Backers of a proposed Wal-Mart shopping center on Rockland Key want to get the project moving again but have scaled back plans for it by half, says a Key West consultant.
“We’re ready to go,” Owen Trepanier of Trepanier and Associates said Tuesday. “We just want to build the shopping center. We’re tired of bickering.”
On March 20, the Monroe County Planning Department received an amended version of a draft development agreement that seeks permission to move forward with 175,000 square feet of commercial-space construction.
Original plans for the 33-acre site off mile marker 9 called for 335,000 square feet of commercial space, making it one of the largest shopping centers in the Florida Keys.
That concept was sharply downsized last November when developers said they wanted to drop a number of proposed retail spaces aside from the anchor store, a 135,000-square-foot Wal-Mart. “That’s based on refined market research by the economists,” Trepanier said Tuesday.
Along with the downsized retail space, developers indicated they wanted to build 400 affordable housing units on 10 adjacent acres.
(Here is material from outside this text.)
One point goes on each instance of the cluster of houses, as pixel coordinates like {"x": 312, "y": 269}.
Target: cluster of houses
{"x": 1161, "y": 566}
The latest update cuts the number of housing units to 300.
Zoning sought by the project developers for the large shopping center was approved by the Monroe County Commission in 2013. That overlay district eliminated residential development on the site. Zoning could be changed again but the process is complex and time-consuming.
“The 10 acres on the rear portion will be left undeveloped and at some point in the future, we will seek approval for employee housing,” Trepanier said.
County commissioners and planning staff previously urged the Rockland Key developers to create housing for its workers to be employed at the new center. The latest proposal offers to secure 40 employee-housing units, a number calculated by using Islamorada’s requirement for commercial construction to include workforce housing.
“Islamorada is the only jurisdiction in Monroe County that has a linkage between new commercial square footage and housing,” Trepanier said. “There’s absolutely no framework in the Monroe County code, so we looked around to see what other communities do. Islamorada is the only one.”
The center developers, a coalition of businesses working as Key West/SAV LLC., also agreed to put $3 per square foot of commercial space into an escrow account for future housing.
Other commercial space at the site is proposed to include a gas-pump facility, fast-food restaurant, and a 10,000-square-foot building that can house medical offices or other local businesses. A 200-seat community meeting room sought by county commissioners also remains in the plan, which faces several more approval steps before work begins.
“We have not had an opportunity to review the submission yet and cannot describe nor comment on what has been proposed,” said Mayte Santamaria, senior director of Monroe County Planning and Environmental Resources.
“Now it’s up to the Planning Department,” Trepanier said. “We’re hopeful and would love to started.”
Concerns on the center’s effect on U.S. 1 traffic and whether a large-scale housing development would create problems for the nearby Boca Chica Naval Air Station have yet to be fully answered.